During the whole experimental procedure, the environmental conditions were kept stable (i.e. temperature: 22 °C, humidity: 50–60%).

Tumor segmentation and optical co-registration

Tumor boundary were defined by the neurosurgeon on the visible image of the exposed cortex on the basis of the projection of the tumor area on the brain surface, relying on the MRI of the patient.

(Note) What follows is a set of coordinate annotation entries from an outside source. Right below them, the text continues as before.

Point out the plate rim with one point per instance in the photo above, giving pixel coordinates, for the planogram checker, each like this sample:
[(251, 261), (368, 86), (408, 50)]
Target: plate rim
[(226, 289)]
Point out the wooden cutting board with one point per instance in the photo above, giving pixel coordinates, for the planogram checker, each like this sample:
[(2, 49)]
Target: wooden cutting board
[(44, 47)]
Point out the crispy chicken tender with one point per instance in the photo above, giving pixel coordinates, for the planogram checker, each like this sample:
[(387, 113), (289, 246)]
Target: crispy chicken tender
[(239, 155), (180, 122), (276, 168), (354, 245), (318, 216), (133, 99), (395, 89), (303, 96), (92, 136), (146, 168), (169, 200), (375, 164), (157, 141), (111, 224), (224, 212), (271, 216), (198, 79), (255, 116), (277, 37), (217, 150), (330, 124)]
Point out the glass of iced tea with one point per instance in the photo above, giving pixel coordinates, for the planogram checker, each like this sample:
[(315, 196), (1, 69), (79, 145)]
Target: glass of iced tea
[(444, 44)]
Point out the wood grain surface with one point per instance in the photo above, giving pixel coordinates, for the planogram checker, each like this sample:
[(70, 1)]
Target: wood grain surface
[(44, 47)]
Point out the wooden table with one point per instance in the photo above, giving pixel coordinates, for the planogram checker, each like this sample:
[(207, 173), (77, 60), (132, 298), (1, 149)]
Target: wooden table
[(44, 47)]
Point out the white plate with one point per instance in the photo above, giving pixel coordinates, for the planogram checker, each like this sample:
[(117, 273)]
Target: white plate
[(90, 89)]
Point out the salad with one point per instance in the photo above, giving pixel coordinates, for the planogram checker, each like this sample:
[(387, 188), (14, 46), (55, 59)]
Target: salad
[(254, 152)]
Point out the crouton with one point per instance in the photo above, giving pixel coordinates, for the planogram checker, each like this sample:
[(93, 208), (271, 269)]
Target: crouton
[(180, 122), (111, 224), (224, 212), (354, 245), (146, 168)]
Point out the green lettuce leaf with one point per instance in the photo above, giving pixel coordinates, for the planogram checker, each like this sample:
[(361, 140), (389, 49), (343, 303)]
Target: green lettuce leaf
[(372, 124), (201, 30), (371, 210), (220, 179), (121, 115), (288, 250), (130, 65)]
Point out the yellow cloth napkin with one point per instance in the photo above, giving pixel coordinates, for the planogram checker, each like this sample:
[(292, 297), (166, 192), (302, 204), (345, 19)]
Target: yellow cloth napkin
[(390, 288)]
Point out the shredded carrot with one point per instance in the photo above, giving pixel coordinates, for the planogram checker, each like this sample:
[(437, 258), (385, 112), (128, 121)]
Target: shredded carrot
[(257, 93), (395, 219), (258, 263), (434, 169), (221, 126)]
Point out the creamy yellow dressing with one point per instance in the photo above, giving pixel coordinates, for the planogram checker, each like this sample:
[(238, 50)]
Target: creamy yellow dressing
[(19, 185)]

To project the tumor area on the thermal imagery, a co-registration approach between the visible and thermal imagery was performed using the Control Point Selection Tool of Matlab 2021b. Corresponding couples of points between the two images of the exposed cortex were selected and then used to find the optimal affine geometrical transformation between the two images, thus allowing to transfer the boundary of the tumor region from visible imaging to IR imaging (Fig. 2a and b).

Fig. 2
figure 2

Pipeline of the processing approach developed in the present study. The optical co-registration between visible and thermal imaging is necessary to have an indication of the boundary of the cancer area on IRI. Then, TD and FD fetaures are extracted for the only BL and BL + REC phases. Last, supervised machine learning approaches are developed to classify healthy tissue from cancer areas, for each patient

Thermal features extraction

Thermal signals from each pixel were analyzed through both time domain (TD) and frequency domain (FD) approaches.

Concerning the TD analysis, the following features were computed:

  • Coefficients of the exponential fit (a, b, c): the thermal signal associated to the recovery phase was modelled through an exponential fit, and the coefficients of the model were considered as indicative of the thermal behavior. Figure 1d shows a typical thermal signal behavior during the recovery after cold stress (highlighted in orange in the graphic). Specifically, the equation of the exponential fitting function is reported in Eq. 1:

    $$y=a\bullet \left(1-{e}^{bx}\right)+c$$
    (1)
  • where, a represents the difference between the temperature at the end and at the beginning of the recovery phase (i.e. the ideal asymptotic value after the thermal recovery), b is the inverse of the time constant (τ), and c is the initial value of the temperature, after the cold saline injection. For each pixel, the fit has been considered only if the goodness of fit (R) is higher than 0.8, otherwise the exponential fit has been discarded for the specific pixel.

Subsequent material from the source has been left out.